ベッドに座って愛銃の手入れをする錐生に呼びかける。床に座ってる私は私で、自分の対吸血鬼武器の手入れは終えている。

「きーりゅーうー……」
「…………」
「うう……きりゅー」

なんてこった、反抗期か!私より銃が大事かコノヤロウ、確かに私も相棒は大事だけどね!

「きりゅー……」
「…………」
「きりゅうきりゅう」
「…………」
「…………」
「…………」
「零」
「何だ」
「このクーデレめ」
「何の話だ」

前に、零って呼べって言われてたの思い出した。「錐生」の方がシックリくるんだけどなあ。まあ、こっち向いてくれたからヨシ。

「きりゅ……零、零」
「……どうした?」
「ちゅーしよ」
「は?」
「ちゅーしようよ」

零の手から部品が落ちる所だった。あっぶないなあもう。そんなに変な事言ったかな。

「……急にどうした」
「したくなったから。零、銃(ローズ)ばっかりで構ってくんないし」
「お前な……」
「してくんないの……?」

上目遣いで言ってみる。私は知ってるんだぞ、君がこれに弱いってな!おいおい溜め息なんぞ吐きよって何だよもう。不貞腐れちゃうぞ。

「……すぐ組み上げるから、そんな顔すんな」

ほーれみろ!ローズざまあふはははは。私と零の貴重なお休みが、商売道具の手入れだけなんて悲し過ぎるから!

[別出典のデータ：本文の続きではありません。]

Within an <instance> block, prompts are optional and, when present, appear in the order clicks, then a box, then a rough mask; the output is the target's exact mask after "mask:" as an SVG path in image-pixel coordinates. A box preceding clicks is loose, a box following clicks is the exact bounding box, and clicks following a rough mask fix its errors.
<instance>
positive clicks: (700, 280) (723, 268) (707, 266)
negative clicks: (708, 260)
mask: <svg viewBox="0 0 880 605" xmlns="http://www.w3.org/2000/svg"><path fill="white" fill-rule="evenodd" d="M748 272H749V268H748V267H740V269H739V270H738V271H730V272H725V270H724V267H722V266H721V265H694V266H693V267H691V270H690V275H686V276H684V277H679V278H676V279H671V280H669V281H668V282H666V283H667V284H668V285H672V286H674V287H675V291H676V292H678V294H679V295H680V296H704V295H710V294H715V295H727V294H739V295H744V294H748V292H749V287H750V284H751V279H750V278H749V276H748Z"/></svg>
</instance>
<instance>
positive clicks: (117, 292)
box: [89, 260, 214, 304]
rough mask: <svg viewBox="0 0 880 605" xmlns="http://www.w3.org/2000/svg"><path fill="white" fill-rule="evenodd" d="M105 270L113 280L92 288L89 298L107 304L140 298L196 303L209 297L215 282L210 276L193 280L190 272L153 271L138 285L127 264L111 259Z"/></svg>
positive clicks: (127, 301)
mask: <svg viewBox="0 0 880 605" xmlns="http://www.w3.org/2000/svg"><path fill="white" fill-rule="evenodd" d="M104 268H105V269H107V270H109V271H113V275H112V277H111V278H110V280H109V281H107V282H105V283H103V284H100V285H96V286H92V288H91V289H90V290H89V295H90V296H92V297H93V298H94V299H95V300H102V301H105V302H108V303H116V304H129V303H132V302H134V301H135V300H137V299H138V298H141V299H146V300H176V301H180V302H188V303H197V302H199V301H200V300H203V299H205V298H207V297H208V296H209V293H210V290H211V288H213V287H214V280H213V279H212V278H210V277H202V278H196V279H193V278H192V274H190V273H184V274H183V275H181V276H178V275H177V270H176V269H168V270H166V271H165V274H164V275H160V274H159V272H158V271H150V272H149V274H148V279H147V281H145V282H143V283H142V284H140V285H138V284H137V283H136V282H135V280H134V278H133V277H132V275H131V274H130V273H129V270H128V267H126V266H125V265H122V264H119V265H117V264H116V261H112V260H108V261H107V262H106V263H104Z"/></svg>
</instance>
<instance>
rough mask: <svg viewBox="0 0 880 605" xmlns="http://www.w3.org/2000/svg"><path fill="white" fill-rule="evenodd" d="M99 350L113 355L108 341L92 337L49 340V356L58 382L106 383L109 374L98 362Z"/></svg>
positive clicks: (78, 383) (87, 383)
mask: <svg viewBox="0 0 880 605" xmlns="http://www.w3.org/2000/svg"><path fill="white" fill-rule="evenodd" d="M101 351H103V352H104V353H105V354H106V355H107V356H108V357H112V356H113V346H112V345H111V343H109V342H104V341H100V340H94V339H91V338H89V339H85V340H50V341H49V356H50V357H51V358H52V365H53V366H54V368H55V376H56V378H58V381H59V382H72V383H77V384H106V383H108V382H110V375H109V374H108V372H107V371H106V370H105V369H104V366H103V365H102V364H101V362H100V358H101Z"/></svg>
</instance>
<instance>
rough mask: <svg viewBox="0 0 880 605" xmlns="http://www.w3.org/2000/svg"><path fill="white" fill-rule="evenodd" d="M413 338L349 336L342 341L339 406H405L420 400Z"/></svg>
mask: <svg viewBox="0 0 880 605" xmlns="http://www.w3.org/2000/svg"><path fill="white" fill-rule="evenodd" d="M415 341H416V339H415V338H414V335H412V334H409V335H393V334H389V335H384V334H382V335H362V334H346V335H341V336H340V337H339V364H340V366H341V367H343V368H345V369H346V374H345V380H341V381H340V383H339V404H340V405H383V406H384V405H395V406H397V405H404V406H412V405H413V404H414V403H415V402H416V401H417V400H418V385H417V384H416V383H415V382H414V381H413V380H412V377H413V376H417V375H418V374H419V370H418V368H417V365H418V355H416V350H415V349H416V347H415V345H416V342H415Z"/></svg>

軽やかな金属音を聞きながら、手早く部品を組んでいく手元を見つめる。かっくいいなあもう。

「……ん、終わり」
「やたっ。構ってー」
「分かったよ、こっち来い」
「んー」

よいしょとベッドに上がって、腕を零の体に巻き付けた。逞しいよね、やっぱり男だ。

「はー落ち着くー」
「……仕方ねーな、お前は」
「零、零。ちゅーしよ」
「はいはい」

唇に軽く触れた柔らかさににんまり笑う。私からまた唇を寄せると、今度は離した途端、噛み付くようなキスをくれた。窒息するかと思ったよ本気で。

「ぷは……っ。息、させて!」
「構ってやってんだから文句言うな」
「くっ……」

零が目の前でにやりと笑った。このSめ。

「……でも好きー」
「……お前今日ほんと変だよな」
「失礼ね。でも好き」
「ああ、愛してる」
「っ……不意打ちはやめようか」

呼吸困難でやっと息が落ち着いたのに、次は心臓をどうにかする気ですか。ぎゅうぎゅう抱き締めたら、同じくらい抱き締め返してくれた。思いっきりじゃないよもちろん、そんな事したら私の内臓が大変な事になるからね。

「ぜろぉ」
「ん?」
「ちゅーしよー」

へらっと言うと、零はまたにやりと笑って、顔を近付けてきた。ああ、これはまた窒息コースだと分かったけど、臨む所だと零の首に腕を回した。